This is a VERY important rule. It can make or break your training camp.💪🏼
Being at high altitude is a form of stress for your body. It's a good form of stress because it can make you stronger, but it's still a form of stress.
You will see the effect on your heart rate ❤️: your resting pulse (your HR when you wake up in the morning) will be 10-20 beats higher in the first days. Also, throughout the entire day, your heart rate will be higher than at sea level. That is why you should take it really easy in week one.
Some athletes tell me on day 1 or day 2 (after arriving) that they don't feel the altitude. This is likely caused by elevated levels of adrenaline. Adrenaline is a stress hormone. It's normal to have higher levels of adrenaline in the first days. This is fine. But the tricky thing about it is that it can make you feel good during training, so you are tempted to run faster than you should.
Others tell me that 'the key is to run easy, but you can run long'. So they want to do a 90 min longrun on day two. This is wrong.
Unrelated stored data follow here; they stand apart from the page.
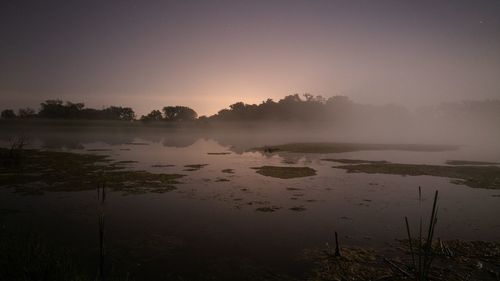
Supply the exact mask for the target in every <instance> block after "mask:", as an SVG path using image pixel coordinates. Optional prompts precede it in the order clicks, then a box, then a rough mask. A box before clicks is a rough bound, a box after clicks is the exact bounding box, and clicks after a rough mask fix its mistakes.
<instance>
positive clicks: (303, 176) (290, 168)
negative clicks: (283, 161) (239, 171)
mask: <svg viewBox="0 0 500 281" xmlns="http://www.w3.org/2000/svg"><path fill="white" fill-rule="evenodd" d="M252 169H254V170H257V173H258V174H261V175H263V176H266V177H273V178H279V179H292V178H302V177H310V176H315V175H316V170H314V169H312V168H309V167H281V166H261V167H253V168H252Z"/></svg>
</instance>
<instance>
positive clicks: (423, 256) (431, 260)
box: [405, 187, 439, 281]
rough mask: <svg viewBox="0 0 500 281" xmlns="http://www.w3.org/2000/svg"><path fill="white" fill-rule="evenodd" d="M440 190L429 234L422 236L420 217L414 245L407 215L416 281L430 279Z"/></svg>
mask: <svg viewBox="0 0 500 281" xmlns="http://www.w3.org/2000/svg"><path fill="white" fill-rule="evenodd" d="M438 194H439V193H438V191H437V190H436V192H435V193H434V201H433V204H432V211H431V216H430V220H429V228H428V231H427V236H426V237H425V238H424V237H423V236H422V218H420V223H419V232H418V236H417V237H418V239H417V243H416V245H414V240H413V239H412V235H411V230H410V224H409V222H408V218H407V217H405V225H406V232H407V235H408V248H409V249H410V254H411V258H412V266H411V267H410V268H411V272H412V273H413V275H414V278H415V280H416V281H425V280H429V273H430V270H431V264H432V261H433V259H434V251H433V247H432V244H433V239H434V230H435V228H436V223H437V210H438V207H437V201H438ZM420 201H421V189H420V187H419V202H420Z"/></svg>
If all elite runners start with 30 to 40 min easy runs, why do you think you can do 90 minutes? It's too much stress for your body in the first days (those who did that, paid the price later).
A few rules I tend to stick to for my athletes:
✅️ run easy (zone 1) and short on the first 3 days
✅️ If you feel okay, you can do a bit of zone 2 (moderate) on day 4
✅️ Something at zone 3 (marathon effort) on day 5 or 6.
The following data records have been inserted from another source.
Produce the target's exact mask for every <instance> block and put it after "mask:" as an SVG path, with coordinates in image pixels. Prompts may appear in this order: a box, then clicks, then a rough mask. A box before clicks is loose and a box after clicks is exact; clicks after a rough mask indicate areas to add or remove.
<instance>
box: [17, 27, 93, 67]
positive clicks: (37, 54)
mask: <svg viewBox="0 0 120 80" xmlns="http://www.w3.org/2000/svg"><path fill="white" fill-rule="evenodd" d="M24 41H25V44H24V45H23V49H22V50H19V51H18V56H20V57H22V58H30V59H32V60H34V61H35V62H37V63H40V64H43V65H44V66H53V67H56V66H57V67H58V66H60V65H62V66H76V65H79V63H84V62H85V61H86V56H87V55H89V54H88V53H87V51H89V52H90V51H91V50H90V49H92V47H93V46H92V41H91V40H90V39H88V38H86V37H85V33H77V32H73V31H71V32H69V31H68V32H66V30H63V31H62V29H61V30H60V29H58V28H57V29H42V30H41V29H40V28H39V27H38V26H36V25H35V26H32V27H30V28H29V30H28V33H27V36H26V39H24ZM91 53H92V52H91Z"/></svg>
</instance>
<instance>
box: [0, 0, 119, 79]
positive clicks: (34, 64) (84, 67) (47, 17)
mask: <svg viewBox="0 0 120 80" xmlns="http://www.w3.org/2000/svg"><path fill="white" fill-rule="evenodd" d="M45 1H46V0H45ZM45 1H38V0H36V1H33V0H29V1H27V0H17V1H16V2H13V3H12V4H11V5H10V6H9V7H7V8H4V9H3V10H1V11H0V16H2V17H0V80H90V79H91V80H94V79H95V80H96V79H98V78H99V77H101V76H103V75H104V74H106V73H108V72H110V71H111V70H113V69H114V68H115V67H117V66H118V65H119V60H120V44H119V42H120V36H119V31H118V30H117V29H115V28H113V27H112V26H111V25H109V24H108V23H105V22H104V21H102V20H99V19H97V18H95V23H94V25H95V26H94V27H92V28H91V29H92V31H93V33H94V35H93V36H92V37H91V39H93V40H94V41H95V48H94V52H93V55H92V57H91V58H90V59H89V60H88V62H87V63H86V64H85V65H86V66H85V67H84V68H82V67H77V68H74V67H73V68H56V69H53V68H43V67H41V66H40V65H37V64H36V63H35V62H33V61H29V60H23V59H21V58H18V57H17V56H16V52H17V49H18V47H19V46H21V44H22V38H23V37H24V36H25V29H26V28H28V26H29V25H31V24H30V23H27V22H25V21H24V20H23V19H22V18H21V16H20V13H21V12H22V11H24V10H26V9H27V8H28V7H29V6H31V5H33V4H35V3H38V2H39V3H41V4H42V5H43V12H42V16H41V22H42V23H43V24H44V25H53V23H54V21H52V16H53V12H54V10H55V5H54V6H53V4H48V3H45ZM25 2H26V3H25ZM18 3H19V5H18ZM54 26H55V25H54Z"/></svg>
✅️ Or something in zone 4 (threshold effort) on day 6 or 7, for example, 5 x 6 min at a controlled effort.
The key is that your morning HR keeps coming down, which shows that you are getting adjusted to the altitude. As long as it remains much higher than usual, don't train hard!
This especially counts for those who come for 4-6 weeks. In order to have the maximum benefit, train easy in week 1, so you can increase the load after that.
Those who come for 2 weeks only, can afford to build up quicker since there's less risk of overtraining.